Bill Clinton Supports Study Into Opioid Alternatives Of Pain Treatment

Former US President Bill Clinton said that the results of a clinical trial into the efficacy of CBD in pain management are "very encouraging," and he has stressed the importance of looking into alternatives for opioid-based painkillers, said a press statement from the company supplying the cannabinoid for the study.

The former president has apparently been following the progress of cannabinoid trials at NYU Langone, which were done using products supplied by Orcosa that contained CBD provided by TR Processing or TRP, the latter said on Tuesday.

According to the press release, Clinton was quoted as saying, "The Clinton Foundation has worked for years to reduce opioid addiction and deaths. To succeed, we need non-addictive alternatives to pain management. The results of the trial conducted by NYU Langone, with TRP's CBD ingredient, are very encouraging and I'm eager to see the results of the next round."

The results of the clinical trial, which involved 99 participants aged 18-75 years who underwent rotator cuff surgery, found that Orcosa's CBD tablet Oravexx brought down to a large extent post-operative pain compared to the placebo, without any serious side effects.
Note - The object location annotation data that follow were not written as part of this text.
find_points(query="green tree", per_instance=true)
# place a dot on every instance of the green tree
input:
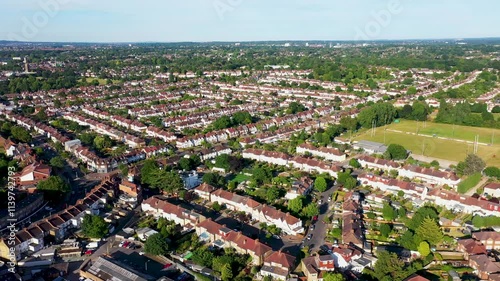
(53, 183)
(295, 205)
(148, 171)
(320, 184)
(57, 162)
(214, 179)
(169, 182)
(330, 276)
(424, 249)
(20, 134)
(492, 171)
(473, 164)
(295, 107)
(388, 212)
(430, 231)
(350, 183)
(389, 267)
(396, 152)
(156, 244)
(354, 163)
(385, 229)
(310, 210)
(94, 226)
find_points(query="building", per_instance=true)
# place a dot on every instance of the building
(33, 174)
(106, 269)
(314, 267)
(492, 189)
(490, 239)
(277, 265)
(332, 154)
(370, 147)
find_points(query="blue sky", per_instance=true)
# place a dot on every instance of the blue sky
(245, 20)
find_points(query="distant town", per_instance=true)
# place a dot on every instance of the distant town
(297, 161)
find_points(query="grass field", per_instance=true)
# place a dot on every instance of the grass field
(101, 81)
(435, 147)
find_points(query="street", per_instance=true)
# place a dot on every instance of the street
(320, 227)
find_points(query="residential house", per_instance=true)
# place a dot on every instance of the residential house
(490, 239)
(314, 267)
(277, 265)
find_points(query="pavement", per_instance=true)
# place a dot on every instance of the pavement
(320, 227)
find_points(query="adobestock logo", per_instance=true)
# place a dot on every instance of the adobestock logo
(30, 27)
(223, 6)
(379, 20)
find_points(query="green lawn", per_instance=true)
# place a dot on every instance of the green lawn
(101, 81)
(469, 183)
(240, 178)
(448, 131)
(435, 147)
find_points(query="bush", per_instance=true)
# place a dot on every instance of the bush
(493, 172)
(469, 183)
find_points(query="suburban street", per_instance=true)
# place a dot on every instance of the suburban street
(320, 227)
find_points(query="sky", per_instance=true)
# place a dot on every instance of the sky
(245, 20)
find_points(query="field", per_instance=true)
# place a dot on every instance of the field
(441, 141)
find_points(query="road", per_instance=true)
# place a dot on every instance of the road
(320, 227)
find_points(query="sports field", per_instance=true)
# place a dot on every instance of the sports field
(429, 140)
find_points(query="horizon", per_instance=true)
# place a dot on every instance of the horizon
(89, 21)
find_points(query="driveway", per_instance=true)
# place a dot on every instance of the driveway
(320, 227)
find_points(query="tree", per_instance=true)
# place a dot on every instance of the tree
(405, 112)
(310, 210)
(295, 107)
(262, 175)
(396, 152)
(320, 184)
(272, 194)
(20, 134)
(169, 182)
(473, 164)
(430, 231)
(148, 171)
(388, 212)
(295, 205)
(379, 114)
(354, 163)
(389, 267)
(214, 179)
(350, 183)
(156, 244)
(492, 171)
(53, 183)
(94, 226)
(385, 229)
(424, 249)
(185, 164)
(330, 276)
(57, 162)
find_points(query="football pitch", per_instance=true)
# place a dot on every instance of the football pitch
(442, 141)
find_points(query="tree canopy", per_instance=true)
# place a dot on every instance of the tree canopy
(94, 226)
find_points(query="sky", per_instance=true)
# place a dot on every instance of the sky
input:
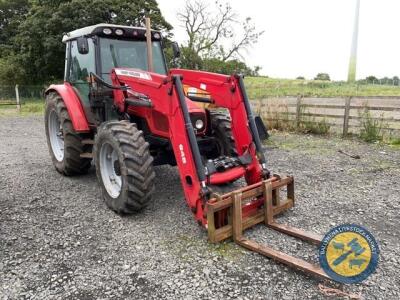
(306, 37)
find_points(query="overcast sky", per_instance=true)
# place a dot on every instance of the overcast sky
(305, 37)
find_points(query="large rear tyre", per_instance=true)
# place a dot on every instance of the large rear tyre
(65, 144)
(221, 128)
(124, 166)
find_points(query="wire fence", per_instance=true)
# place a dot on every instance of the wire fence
(9, 95)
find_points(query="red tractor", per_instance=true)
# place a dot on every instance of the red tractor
(120, 106)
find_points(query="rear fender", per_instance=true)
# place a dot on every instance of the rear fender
(73, 104)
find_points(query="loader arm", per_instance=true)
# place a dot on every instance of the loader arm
(227, 215)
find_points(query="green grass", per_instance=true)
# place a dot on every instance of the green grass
(260, 87)
(28, 107)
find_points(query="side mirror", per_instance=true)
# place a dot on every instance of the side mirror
(176, 50)
(83, 45)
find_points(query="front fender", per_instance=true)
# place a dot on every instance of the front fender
(73, 104)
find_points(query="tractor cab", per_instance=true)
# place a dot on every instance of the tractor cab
(100, 48)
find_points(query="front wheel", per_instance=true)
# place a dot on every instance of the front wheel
(124, 166)
(65, 144)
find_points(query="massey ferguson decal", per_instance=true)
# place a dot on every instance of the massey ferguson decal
(137, 74)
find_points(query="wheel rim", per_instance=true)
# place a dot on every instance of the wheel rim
(110, 174)
(56, 136)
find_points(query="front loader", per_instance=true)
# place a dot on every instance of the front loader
(120, 106)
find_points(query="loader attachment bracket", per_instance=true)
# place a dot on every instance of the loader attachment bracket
(255, 204)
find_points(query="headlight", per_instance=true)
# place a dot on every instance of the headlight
(199, 124)
(107, 31)
(119, 32)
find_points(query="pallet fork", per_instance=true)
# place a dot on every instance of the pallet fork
(240, 219)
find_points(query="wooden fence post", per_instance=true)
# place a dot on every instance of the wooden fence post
(17, 97)
(298, 110)
(346, 116)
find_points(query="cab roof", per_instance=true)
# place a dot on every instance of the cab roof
(128, 32)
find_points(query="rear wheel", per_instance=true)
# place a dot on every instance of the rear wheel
(65, 144)
(124, 166)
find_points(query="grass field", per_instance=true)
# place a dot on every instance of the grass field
(28, 107)
(261, 87)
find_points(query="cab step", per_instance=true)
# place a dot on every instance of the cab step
(88, 142)
(86, 155)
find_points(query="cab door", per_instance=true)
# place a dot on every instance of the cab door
(80, 67)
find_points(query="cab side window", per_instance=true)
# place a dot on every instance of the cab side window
(81, 64)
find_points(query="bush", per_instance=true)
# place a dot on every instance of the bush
(322, 76)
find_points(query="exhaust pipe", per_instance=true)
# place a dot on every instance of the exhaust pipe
(149, 46)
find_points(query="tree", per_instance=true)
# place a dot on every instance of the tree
(12, 13)
(371, 79)
(37, 46)
(322, 76)
(208, 32)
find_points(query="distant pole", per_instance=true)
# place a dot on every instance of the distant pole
(353, 55)
(17, 97)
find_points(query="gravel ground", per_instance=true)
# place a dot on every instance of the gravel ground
(58, 240)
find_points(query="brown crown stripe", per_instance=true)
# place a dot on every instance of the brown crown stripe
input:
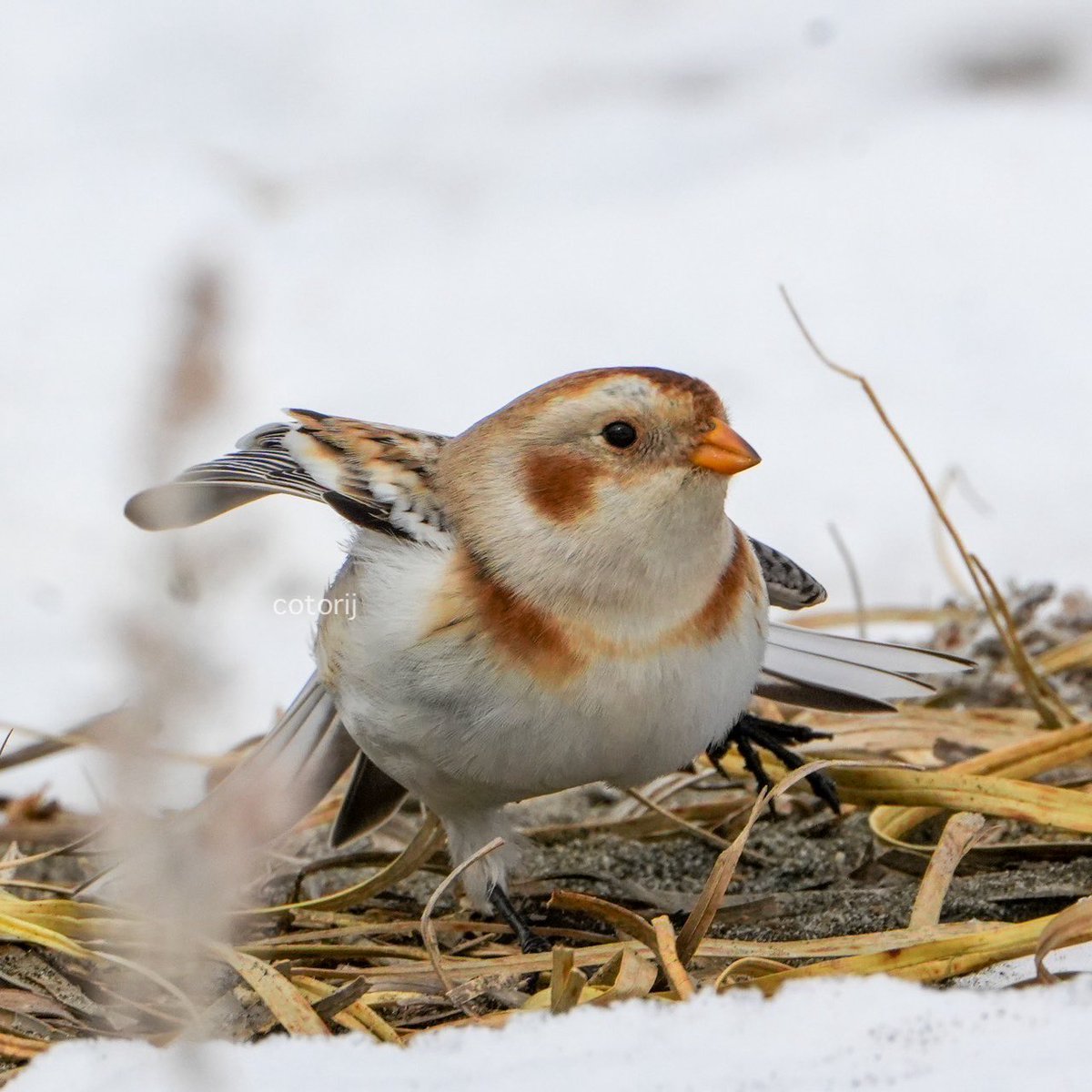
(705, 399)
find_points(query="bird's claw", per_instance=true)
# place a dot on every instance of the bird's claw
(752, 733)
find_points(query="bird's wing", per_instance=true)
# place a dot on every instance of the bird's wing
(787, 584)
(375, 475)
(824, 671)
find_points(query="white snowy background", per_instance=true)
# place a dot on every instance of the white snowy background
(420, 210)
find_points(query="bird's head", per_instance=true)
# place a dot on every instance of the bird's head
(610, 478)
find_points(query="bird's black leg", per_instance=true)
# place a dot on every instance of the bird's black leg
(529, 943)
(751, 733)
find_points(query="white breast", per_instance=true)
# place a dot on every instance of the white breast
(459, 731)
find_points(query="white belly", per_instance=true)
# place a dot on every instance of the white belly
(458, 731)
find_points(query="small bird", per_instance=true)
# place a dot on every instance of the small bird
(554, 598)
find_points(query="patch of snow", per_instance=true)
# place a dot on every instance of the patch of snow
(813, 1036)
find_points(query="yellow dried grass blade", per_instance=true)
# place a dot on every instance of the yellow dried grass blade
(358, 1016)
(288, 1005)
(1074, 924)
(932, 961)
(17, 928)
(1047, 751)
(961, 831)
(421, 846)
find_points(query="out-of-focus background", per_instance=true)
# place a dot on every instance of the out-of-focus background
(414, 212)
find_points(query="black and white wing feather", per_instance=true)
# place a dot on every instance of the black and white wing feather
(789, 584)
(375, 475)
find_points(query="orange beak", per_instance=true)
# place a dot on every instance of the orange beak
(724, 450)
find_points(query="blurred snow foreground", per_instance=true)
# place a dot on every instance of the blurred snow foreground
(841, 1035)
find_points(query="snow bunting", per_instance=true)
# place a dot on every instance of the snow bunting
(554, 598)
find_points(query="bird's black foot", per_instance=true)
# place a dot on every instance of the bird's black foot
(529, 943)
(751, 733)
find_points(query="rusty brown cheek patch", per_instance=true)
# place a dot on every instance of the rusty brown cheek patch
(561, 485)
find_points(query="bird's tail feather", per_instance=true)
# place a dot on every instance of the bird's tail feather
(824, 671)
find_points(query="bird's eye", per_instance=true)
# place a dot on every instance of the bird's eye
(620, 434)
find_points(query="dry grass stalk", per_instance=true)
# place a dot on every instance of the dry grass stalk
(961, 831)
(1055, 713)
The new statement on the results are in line with the comments made by the former president reportedly earlier this year, talking about upcoming research into cannabidiol as an effective treatment method to help tackle pain.

Regarding Clinton, the President's administration had opposed efforts to legalize medical cannabis and even took the extreme step of threatening to revoke Drug Enforcement Administration or DEA, prescribing licenses for doctors who recommended marijuana to patients in accordance with state law.

Also, despite pleas to reduce the racially disparate crack-cocaine sentencing disparity, the former president took no action to remediate the issue. He also rejected requests to lift a federal ban on harm reduction policies like syringe exchange programs.

Yet, in an exit interview published by Rolling Stone in 2000, just before he left office, Clinton planned to endorse cannabis reform, saying that he thinks that "most small amounts of marijuana have been decriminalized in some places, and should be."